We are completely exposed and under fire. The bullets sing no longer; they pass invisible with a nasty spiteful hiss. They are no longer at play but in deadly earnest.
Clac! Clac! Two bullets have struck immediately to my left. The noise at once surprises and slightly amazes me; these bullets seem less dangerous when they sing and whistle. Clac! Clac! Stones, pieces of dried earth, spurts of dust fly into the air; we have been seen and they have got the range of us. Forward! I am leading, seeking a ditch, a slope, a fold in the earth wherein to shelter my men after the first rush—even the hedge of a field, or anything which will render them less visible to the Boches will do. A movement of my right arm shortens the line by half. I hear the tramp of feet, the rustle of the stubble lying in our course. And while we are running forward the detachment in support fires rapidly but steadily. Then when I raise my cap, that detachment in its turn charges at the double, whilst all around me my men's rifles come into play and speak unceasingly.
A strangled cry to the left. I have scarcely time to see the man sprawl flat on his back, his two legs still moving as though to carry him forward. A second, and all his body stiffens and then relaxes and the man is no more than an inert thing, dead flesh which to-morrow the sun will commence to decompose.

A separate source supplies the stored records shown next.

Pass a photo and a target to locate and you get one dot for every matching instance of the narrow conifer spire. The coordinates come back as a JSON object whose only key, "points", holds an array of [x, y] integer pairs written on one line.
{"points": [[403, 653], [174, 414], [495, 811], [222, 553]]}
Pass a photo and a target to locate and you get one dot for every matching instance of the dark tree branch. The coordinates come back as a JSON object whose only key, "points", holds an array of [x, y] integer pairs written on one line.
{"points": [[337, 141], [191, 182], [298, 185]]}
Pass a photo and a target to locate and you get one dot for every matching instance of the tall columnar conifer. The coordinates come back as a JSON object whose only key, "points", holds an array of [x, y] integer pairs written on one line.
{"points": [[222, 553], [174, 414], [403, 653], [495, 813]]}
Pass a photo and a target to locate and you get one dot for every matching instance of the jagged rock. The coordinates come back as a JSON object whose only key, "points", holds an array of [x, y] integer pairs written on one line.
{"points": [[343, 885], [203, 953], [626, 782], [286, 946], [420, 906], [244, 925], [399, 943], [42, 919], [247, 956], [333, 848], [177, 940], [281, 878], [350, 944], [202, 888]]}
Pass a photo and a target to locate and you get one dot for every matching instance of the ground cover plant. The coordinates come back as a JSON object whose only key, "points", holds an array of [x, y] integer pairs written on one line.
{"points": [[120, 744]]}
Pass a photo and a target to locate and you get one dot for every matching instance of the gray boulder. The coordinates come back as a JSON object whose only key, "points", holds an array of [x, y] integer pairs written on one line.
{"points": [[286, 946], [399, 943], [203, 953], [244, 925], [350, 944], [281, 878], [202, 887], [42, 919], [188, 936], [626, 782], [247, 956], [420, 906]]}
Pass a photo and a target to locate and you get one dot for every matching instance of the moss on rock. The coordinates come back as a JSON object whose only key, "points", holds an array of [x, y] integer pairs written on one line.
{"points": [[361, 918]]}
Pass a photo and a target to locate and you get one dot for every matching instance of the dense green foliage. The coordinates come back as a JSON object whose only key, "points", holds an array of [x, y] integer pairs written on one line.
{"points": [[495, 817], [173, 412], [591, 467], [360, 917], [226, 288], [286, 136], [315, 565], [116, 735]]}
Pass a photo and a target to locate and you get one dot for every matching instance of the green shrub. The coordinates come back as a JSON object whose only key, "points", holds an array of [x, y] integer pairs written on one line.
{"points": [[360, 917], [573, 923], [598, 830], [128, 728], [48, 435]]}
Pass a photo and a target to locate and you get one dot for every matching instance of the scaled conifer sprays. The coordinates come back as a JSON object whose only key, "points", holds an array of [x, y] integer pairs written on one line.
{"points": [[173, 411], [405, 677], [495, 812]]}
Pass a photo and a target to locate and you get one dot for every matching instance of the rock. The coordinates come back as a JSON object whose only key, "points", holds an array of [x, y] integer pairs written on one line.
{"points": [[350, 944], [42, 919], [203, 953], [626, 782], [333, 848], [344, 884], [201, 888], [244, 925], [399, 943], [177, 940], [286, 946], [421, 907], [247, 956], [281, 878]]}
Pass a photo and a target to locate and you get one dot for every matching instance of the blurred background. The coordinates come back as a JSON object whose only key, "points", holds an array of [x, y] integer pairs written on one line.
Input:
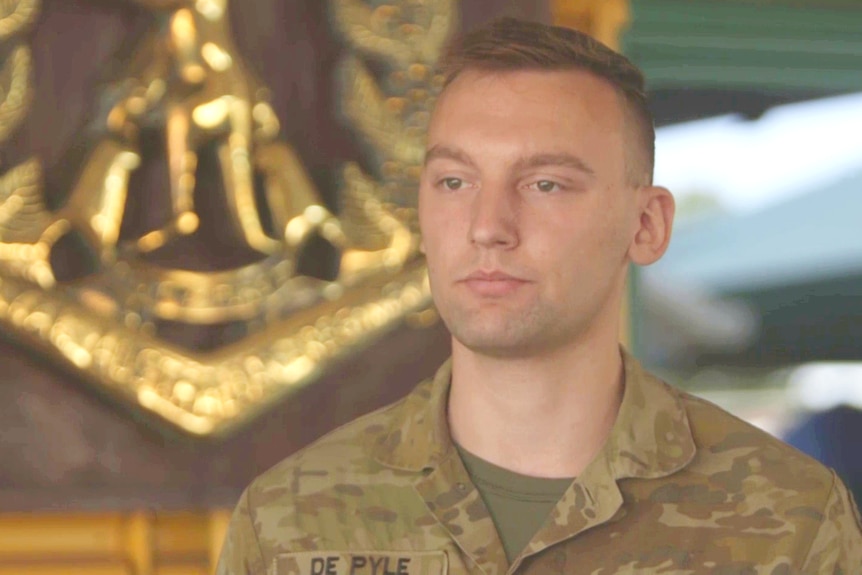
{"points": [[209, 255]]}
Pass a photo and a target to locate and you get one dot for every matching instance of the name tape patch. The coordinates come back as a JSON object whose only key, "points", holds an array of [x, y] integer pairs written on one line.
{"points": [[362, 563]]}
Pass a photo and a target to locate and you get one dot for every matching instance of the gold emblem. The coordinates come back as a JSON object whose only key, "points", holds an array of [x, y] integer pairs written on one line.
{"points": [[187, 82]]}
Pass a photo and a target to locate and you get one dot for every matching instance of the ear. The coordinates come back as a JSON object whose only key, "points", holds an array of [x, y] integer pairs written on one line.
{"points": [[652, 236]]}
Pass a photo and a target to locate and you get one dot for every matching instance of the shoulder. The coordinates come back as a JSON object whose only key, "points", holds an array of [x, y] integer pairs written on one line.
{"points": [[740, 457]]}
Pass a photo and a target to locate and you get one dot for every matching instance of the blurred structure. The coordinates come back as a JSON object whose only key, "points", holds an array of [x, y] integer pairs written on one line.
{"points": [[208, 255], [743, 298], [831, 395]]}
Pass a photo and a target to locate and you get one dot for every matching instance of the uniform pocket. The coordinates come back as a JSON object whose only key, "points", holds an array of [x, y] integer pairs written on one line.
{"points": [[361, 563]]}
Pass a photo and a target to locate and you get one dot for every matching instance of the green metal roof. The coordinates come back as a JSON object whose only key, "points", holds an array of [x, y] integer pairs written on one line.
{"points": [[747, 45]]}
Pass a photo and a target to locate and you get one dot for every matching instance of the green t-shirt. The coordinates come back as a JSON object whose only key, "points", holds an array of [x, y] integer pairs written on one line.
{"points": [[518, 504]]}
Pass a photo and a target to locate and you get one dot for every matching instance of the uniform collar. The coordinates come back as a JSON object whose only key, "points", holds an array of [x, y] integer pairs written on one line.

Forward! To remain still would cost us more dearly now than the most furious assault. Forward! The men are falling rapidly, stopped dead in full course, some crashing prone without a word, others halting and staring stupidly, while feeling with their hand for their wound. And they say: "I have got it," or, "Mine has arrived!" Often it is no more than a single expressive word. Almost all of them, even those whose wounds are slight, turn pale at the shock. The impression is borne in upon me that one thought alone is in all their minds; to get away very quickly, never mind where, so long as it be somewhere free from this eternal hissing of the bullets. They seem to me like little children, children whom one would wish to console, to protect. An almost insane desire seizes me to cry out to those waiting ahead of us:
"Do not harm them! You have no right to do so! They are no longer soldiers—they will do you no harm!"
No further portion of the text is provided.